State leaders continued to move forward this weekend with various spending bills on their list of to-dos, including considering the big-ticket education and health and human services measures that make up the majority of state spending. And late Saturday, they posted a spreadsheet outlining their public safety spending agreement, although legislative staff noted they were still resolving some small outstanding issues on the bill.
There will be language in the bill regulating the use of no-knock warrants, a key DFL priority, said a source familiar with the agreement. The full bill language was not posted Saturday night, but a document outlining the dollars in the deal shows legislators did not include money for another Democratic push: prohibiting police from making traffic stops for certain infractions.

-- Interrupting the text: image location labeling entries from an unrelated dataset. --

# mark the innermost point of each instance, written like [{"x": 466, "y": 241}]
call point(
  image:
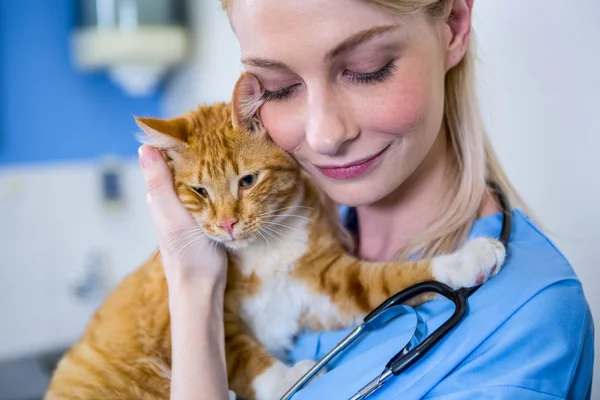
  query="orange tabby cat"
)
[{"x": 288, "y": 268}]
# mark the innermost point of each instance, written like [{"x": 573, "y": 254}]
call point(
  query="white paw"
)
[
  {"x": 279, "y": 378},
  {"x": 478, "y": 260}
]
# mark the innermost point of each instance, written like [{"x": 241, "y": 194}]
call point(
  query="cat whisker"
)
[
  {"x": 264, "y": 237},
  {"x": 285, "y": 226},
  {"x": 177, "y": 240},
  {"x": 273, "y": 232},
  {"x": 285, "y": 208},
  {"x": 294, "y": 216},
  {"x": 194, "y": 240}
]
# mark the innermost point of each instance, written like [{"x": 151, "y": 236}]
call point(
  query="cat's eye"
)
[
  {"x": 248, "y": 180},
  {"x": 201, "y": 191}
]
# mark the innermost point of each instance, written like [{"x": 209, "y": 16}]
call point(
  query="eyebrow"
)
[
  {"x": 344, "y": 47},
  {"x": 264, "y": 63},
  {"x": 358, "y": 39}
]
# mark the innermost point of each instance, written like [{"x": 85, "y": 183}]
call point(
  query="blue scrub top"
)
[{"x": 528, "y": 335}]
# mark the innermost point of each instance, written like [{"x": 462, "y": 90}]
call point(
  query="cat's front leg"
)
[
  {"x": 476, "y": 262},
  {"x": 356, "y": 287},
  {"x": 253, "y": 373},
  {"x": 279, "y": 378}
]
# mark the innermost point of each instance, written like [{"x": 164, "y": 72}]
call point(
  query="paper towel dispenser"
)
[{"x": 136, "y": 41}]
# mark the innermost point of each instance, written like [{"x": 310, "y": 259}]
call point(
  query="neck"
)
[{"x": 387, "y": 226}]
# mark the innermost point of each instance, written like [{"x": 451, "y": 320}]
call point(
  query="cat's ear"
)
[
  {"x": 169, "y": 135},
  {"x": 247, "y": 99}
]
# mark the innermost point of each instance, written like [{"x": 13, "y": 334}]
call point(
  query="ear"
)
[
  {"x": 458, "y": 30},
  {"x": 169, "y": 135},
  {"x": 246, "y": 102}
]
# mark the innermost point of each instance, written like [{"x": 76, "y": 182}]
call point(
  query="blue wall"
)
[{"x": 49, "y": 111}]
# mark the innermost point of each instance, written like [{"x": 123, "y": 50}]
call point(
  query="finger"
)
[{"x": 167, "y": 211}]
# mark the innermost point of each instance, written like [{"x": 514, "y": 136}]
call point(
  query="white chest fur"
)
[{"x": 274, "y": 314}]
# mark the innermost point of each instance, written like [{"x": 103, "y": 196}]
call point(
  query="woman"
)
[{"x": 375, "y": 99}]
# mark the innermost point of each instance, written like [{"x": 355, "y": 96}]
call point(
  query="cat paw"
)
[
  {"x": 475, "y": 263},
  {"x": 279, "y": 378}
]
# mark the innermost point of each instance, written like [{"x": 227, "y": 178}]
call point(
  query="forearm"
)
[{"x": 198, "y": 350}]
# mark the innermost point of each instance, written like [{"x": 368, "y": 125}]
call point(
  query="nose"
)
[
  {"x": 227, "y": 224},
  {"x": 327, "y": 124}
]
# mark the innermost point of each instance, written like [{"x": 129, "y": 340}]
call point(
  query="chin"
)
[
  {"x": 237, "y": 244},
  {"x": 357, "y": 193}
]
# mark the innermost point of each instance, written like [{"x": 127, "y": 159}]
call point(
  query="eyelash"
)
[{"x": 371, "y": 77}]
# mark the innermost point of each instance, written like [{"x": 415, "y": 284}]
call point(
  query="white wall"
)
[
  {"x": 51, "y": 219},
  {"x": 540, "y": 92},
  {"x": 540, "y": 89}
]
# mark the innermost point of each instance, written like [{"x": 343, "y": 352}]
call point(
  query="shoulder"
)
[{"x": 544, "y": 343}]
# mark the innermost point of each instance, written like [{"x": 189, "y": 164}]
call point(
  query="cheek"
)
[
  {"x": 284, "y": 122},
  {"x": 400, "y": 106}
]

In the days leading up to the public safety deal, leaders from both sides of the aisle had been resolute that they could reach a compromise on the bill, which includes funding for state law enforcement agencies and prisons. The agreement also included $2 million for violent crime enforcement teams, a Republican-backed provision.
Legislators passed some police reform measures last year after George Floyd was killed, but Democrats have said those were just a starting point. After former Minneapolis police officer Derek Chauvin was sentenced Friday to 22 ½ years in prison for murdering Floyd, DFL legislators took to social media to stress that the sentencing is not a substitute for what they see as critical changes to the criminal justice system.
"Former officer Chauvin's conviction and sentence should not be seen as proof that the system works. It should never need to take a global movement to hold one officer accountable. That is not sustainable long-term," Rep. Cedrick Frazier, one of the key DFL negotiators on the public safety bill, tweeted Friday. "We need policies and laws that make accountability the norm rather than an exception, and ones that prevent these murders from happening in the first place."
Democrats had been pushing for limits to no-knock warrants and to some pretextual traffic stops, where police pull over a driver for a minor violation, such as expired tabs or something hanging from the rearview mirror. The push to address those traffic stops intensified after police killed Daunte Wright in April. Brooklyn Center officers say they pulled him over for driving with expired tabs. They then found he had a warrant, tried to arrest Wright and fatally shot him.
Gov. Tim Walz had said they also were talking about the length of time before police body camera footage should be released.